Maç, hakem açısından sorunsuz akıp giderken; ilk devrenin son iki dakikası bir anda garipleşti... Ali Palabıyık, arkadan hızla gelinerek itilen Mehmet Batdal’a sarı kart gösterdi ki; ona sebep bulmak için, bin dereden su getirmek lazımdı. Aynı hakem, aynı Batdal’ın iki dakika sonrasında havadayken dirsek atan müdahalesine sessiz kaldı.
Tamam, ilki haksız bir sarı karttı ama; haklı sarı kartı niye çıkarmıyorsun? Aslında çift sarıdan kırmızı gerçekten ağır olurdu ama, ilkini verdiysen ikincisini de vereceksin. İlkindeki hatanı, ikincide telafi etmeye kalkma... O zaman maç, yüzüne-gözüne bulaşıyor.
Orda kırmızı kart çıksa; maçın akış debisi, kaderi değişecek.
***
Beşiktaş’ın 1-0 geriye düşüşü kötü oluşundan değil; rakibinin daha iyi oluşundandı. Ev sahibi takım, sahaya iyi yayılan ve Beşiktaş’ı topla buluştuğu her yerde taciz eden, rahatsız eden, istediklerini tam anlamıyla yapmasını engelleyen müdaheleci tavrıyla ön plana çıktı. Beşiktaş buna rağmen pozisyonlar buldu ama, bu kez de Mario Gomez’in tutukluk yapmasına mahkum oldu.
Ama kabul etmemiz lazım, Başakşehir’in Visca’yla attığı gol; hazırlanışı, sunuşu ve akıllı şutuyla birinci sınıftı. Sen eline geleni arda koyarsan, elalem gelir ve nerdeyse daha ilk şutunda böyle golünü atar. Kaderine küs!
***
Dediğim gibi, Beşiktaş mutlak kötü sayılmazdı. Ama Gomez dışında pozisyona giren yoktu... Baktın Alman futbolcuyla olmuyor, maç içinde başka bir alternatif yarat... Pozisyonlarda ona ortak bul, tek kişiye mahkum kalma..

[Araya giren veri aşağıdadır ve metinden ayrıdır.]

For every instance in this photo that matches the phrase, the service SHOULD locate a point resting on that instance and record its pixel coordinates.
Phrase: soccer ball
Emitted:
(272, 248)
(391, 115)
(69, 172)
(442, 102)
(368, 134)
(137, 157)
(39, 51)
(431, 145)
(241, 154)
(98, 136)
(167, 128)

2-0’a kadar sıkıntı buradaydı...
Fark 2’ye çıkınca, kulübeden Quaresma ve Cenk Tosun’dan lojistik destek geldi. Elbete anında işin rengi değişti. Beşiktaş oyunun mutlak hakimi, dominant tarafı ve golleri atan oldu ama yetmedi!
Sosa, Oğuzhan ve Gökhan Töre’nin bildiğimiz ve fark yaratan kıvamlarında olmayışı maçın sancılı geçmesindeki en önemli nedendi.